$24.99
1. Introduction
In this lab we will look at synchronization mechanisms to help parallel programs operate correctly. In the first part we will look at the idea of lock variables, and of how to use semaphores. In the second part we will implement barriers using semaphores, and in the third part we will use barriers to help find the smallest and largest elements of a moderately sized array.
As an added challenge we will be using the synchronization mechanisms with processes rather than threads, and we will see how to correctly share mechanisms like semaphores between processes.
a. You can do this lab alone or with a partner. Your partner can be from any lab group.
b. Ensure that both of you fill in your names, student IDs and group numbers in the answer book AxxxxxxY.docx.
c. Rename AxxxxxxY.docx to the student ID of the submitter before submitting.
d. Zip up the following files into a single ZIP file called AxxxxxxY.zip, where AxxxxxxY is your student ID:
- Your answer book, properly renamed.
- Your barrier.c and barrier.h from part 2.
- Your bigsmall-par.c from part 3.
There is no need to submit your codes from part 1.
2. Activities
Part 1. Using Lock Variables and Semaphores
All files needed for this part can be found in the part1 directory. In this part we will look at two ways to do synchronization: Lock variables and semaphores. We begin by opening up lab3p1.c:
This is a simple program that spawns 5 processes, which tries to produce the following output:
We compile and run the program using:
gcc lab3p1.c –o lab3p1
./lab3p1
We see an output similar to this:
Question 1.1 (1 mark)
Explain why all the “<some number> I am child X” (X is some number from 0 to 4) appears before most of the numbers. What does this suggest about the time quantum?
a. Using Lock Variables
We will now explore a mechanism called “lock variables” to try to synchronize the different processes.
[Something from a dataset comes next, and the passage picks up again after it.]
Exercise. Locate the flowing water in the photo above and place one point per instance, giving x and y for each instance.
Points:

Lock variables are very simple, and the algorithm below illustrates how they work:
1. Create a new shared variable “lock”. Set it to 1 2. Spawn all processes
3. For each process:
3.1 if lock is 0, goto 3.1 (Busy wait until lock is 1)
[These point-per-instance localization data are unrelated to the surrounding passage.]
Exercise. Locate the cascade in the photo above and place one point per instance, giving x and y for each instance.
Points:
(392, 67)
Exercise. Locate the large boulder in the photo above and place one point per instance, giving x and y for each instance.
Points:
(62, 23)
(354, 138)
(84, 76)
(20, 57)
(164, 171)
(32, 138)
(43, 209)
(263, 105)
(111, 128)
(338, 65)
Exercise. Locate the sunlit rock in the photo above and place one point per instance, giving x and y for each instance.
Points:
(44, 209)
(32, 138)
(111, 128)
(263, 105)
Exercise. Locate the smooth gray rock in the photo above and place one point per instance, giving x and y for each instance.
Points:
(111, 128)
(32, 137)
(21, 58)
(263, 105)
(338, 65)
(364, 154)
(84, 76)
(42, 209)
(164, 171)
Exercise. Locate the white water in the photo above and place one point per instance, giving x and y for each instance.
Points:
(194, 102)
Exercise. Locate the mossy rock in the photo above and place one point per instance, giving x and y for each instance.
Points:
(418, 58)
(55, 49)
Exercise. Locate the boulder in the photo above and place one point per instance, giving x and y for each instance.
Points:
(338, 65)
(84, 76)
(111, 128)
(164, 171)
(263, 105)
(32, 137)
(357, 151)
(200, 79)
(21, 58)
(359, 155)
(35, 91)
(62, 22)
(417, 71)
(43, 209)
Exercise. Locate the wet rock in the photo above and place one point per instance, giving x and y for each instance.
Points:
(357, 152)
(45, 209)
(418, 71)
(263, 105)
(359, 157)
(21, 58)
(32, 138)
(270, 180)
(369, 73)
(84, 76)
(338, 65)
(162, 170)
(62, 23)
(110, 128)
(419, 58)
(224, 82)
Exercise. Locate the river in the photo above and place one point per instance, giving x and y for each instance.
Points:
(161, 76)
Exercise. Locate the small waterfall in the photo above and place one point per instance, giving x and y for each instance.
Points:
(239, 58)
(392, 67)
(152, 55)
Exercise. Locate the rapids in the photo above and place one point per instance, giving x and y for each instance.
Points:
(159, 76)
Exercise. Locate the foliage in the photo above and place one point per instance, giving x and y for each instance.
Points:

3.2 Set lock to 0 (Note: we can only get here when lock is 1 and the loop at 3.1 exits)
3.2 Execute my statements (Note: we can only get here once lock is 1
Part of the code for lab3p1-lock.c is shown below, with the relevant lock code circled:
Note that while the lock variable doesn’t control which process gets to run first. All we want at this point is to get it to do something like the following:
I am child 0
0 1 2 3 4 5 6 7 8 9
I am child 3
31 32 33 34 35 36 37 38 39 etc.
That is, we want one process to complete running before the next one starts.
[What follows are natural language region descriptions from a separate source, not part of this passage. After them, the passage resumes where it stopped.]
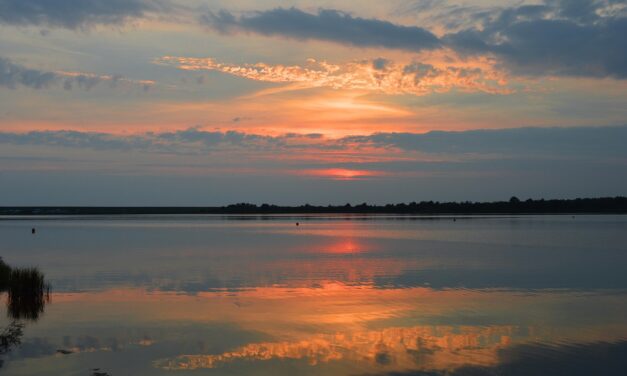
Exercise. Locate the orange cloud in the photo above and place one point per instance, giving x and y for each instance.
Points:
(341, 173)
(380, 75)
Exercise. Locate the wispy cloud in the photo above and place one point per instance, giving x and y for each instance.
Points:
(75, 14)
(327, 24)
(13, 75)
(379, 75)
(556, 142)
(554, 38)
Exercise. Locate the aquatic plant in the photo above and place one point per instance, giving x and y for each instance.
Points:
(28, 294)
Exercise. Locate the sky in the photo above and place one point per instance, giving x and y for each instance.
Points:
(211, 102)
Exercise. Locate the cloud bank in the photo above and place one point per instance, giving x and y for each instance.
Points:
(74, 14)
(379, 75)
(579, 142)
(328, 25)
(583, 38)
(13, 75)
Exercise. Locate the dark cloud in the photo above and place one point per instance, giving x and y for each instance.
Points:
(327, 24)
(562, 38)
(559, 37)
(572, 142)
(74, 14)
(13, 75)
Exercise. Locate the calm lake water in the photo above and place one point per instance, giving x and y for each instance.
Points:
(179, 295)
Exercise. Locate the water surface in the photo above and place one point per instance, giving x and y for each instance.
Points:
(336, 295)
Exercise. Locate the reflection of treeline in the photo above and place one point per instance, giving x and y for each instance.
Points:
(28, 294)
(27, 291)
(513, 206)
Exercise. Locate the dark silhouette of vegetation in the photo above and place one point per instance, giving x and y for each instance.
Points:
(605, 205)
(28, 294)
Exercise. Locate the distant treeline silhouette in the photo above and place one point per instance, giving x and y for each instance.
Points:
(605, 205)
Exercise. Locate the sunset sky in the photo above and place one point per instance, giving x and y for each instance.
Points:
(211, 102)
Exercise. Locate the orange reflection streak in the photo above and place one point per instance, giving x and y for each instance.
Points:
(437, 347)
(364, 325)
(341, 173)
Compile and run lab3p1-lock.c by using:
gcc lab3p1-lock.c –o lab3p1lock
./lab3p1lock
Question 1.2 (1 mark)
If we look at the result of our program, it’s clear we have not achieved our objective. Explain why the lock variable failed to coordinate the processes.
b. Using Turn Variables
You’ve already seen the concept of “turn variables” in Tutorial 4 Question 4. To summarize:
1. Create a shared variable called “turn”. Set turn to 0.
2. For each process i from 0 to n-1:
2.1 while(turn != i); // Do nothing while it’s not our turn.
2.2 Now it is my turn. Execute my code.
2.3 turn = turn + 1; // Pass turn to next process
You are given a file called lab3p1-shm.c. Modify this program to implement turn variables.
Question 1.3 (1 mark)
c. Using Semaphores
We will now attempt to use semaphores. Open sema-wrong.c (yes, the solution is indeed wrong) and you will see a straightforward but naive attempt to use semaphores to coordinate between processes:
gcc sema-wrong.c –o sema-wrong –lpthread
./sema-wrong
(Note: The –lpthread is important to bring in the semaphore library)
Question 1.4 (1 mark)
Explain each parameter of sem_init, and what sem_wait and sem_post do. Note: If you just say “sem_wait” waits for a semaphore and “sem_post” posts to a semaphore, you will not receive any credit. Your answer must show understanding of what semaphores are and how they work.
Question 1.5 (1 mark)
There is no shared memory between the parent and child process. Explain why this causes the program to hang.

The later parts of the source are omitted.